Rabbi Schindler serves as Co-Chair of Restorative Justice CLT, a new organization that seeks to redress the history of discriminatory practices and policies of Charlotte-Mecklenburg. She is on the Executive Committee of the Charlotte Clergy Coalition for Justice, is a member of the Israel + Reform Zionism Committee (formerly ARZA), and the Israel Committee of the Central Conference of American Rabbis. She is past co-President of the Women’s Rabbinic Network, former Trustee of the Reform Pension Board, served on the Board of the Charlotte-Mecklenburg Coalition for Housing, and as co-chair of the Clergy Council of MeckMin (Charlotte’s interfaith organization).

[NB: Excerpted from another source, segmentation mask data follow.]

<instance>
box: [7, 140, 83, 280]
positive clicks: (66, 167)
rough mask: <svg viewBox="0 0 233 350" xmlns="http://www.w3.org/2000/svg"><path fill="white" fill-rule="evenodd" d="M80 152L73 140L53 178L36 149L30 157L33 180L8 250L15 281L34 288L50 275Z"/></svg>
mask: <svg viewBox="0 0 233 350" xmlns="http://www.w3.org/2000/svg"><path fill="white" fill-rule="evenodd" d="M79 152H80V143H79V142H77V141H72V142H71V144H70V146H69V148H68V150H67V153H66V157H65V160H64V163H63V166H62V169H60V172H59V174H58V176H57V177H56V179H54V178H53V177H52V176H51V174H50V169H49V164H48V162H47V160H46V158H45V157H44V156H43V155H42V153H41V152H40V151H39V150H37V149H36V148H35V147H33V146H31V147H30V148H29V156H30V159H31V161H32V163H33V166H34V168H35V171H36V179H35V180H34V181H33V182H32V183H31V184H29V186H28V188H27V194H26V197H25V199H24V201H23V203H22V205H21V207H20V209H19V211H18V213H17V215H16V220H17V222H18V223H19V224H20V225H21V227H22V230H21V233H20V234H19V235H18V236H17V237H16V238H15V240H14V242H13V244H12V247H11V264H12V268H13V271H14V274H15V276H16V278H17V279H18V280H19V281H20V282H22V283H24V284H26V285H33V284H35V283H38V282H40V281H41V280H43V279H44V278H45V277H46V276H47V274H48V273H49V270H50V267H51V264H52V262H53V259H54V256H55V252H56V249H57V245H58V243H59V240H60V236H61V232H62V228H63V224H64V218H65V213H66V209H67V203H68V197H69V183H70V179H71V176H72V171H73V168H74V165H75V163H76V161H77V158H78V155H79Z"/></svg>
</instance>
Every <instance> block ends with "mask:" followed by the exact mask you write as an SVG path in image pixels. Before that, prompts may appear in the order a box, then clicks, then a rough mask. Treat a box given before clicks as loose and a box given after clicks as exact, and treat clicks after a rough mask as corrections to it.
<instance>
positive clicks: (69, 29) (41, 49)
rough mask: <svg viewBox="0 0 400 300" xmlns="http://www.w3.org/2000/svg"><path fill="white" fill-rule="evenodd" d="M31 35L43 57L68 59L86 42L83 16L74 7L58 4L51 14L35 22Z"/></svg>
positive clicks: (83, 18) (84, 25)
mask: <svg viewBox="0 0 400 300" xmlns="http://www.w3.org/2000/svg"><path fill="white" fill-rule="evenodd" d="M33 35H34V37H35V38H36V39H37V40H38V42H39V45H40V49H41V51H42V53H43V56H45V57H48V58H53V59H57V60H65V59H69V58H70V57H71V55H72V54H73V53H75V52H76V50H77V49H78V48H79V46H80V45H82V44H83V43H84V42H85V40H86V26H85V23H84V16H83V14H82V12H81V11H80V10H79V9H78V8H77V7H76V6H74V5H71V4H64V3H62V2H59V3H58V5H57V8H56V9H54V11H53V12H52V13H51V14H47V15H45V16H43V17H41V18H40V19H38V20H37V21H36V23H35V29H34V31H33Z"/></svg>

She has written more than dozen articles for books and journals and co-authored Recharging Judaism: How Civic Engagement is Good for Synagogues, Jews, and America (CCAR Press, 2018). Among the many awards she has received, Rabbi Schindler was named Charlotte Woman of the Year in 2011.
This event is sponsored by: Senior Scholars at Queens, the Stan Greenspon Center for Peace and Social Justice, and Myers Park Baptist Church.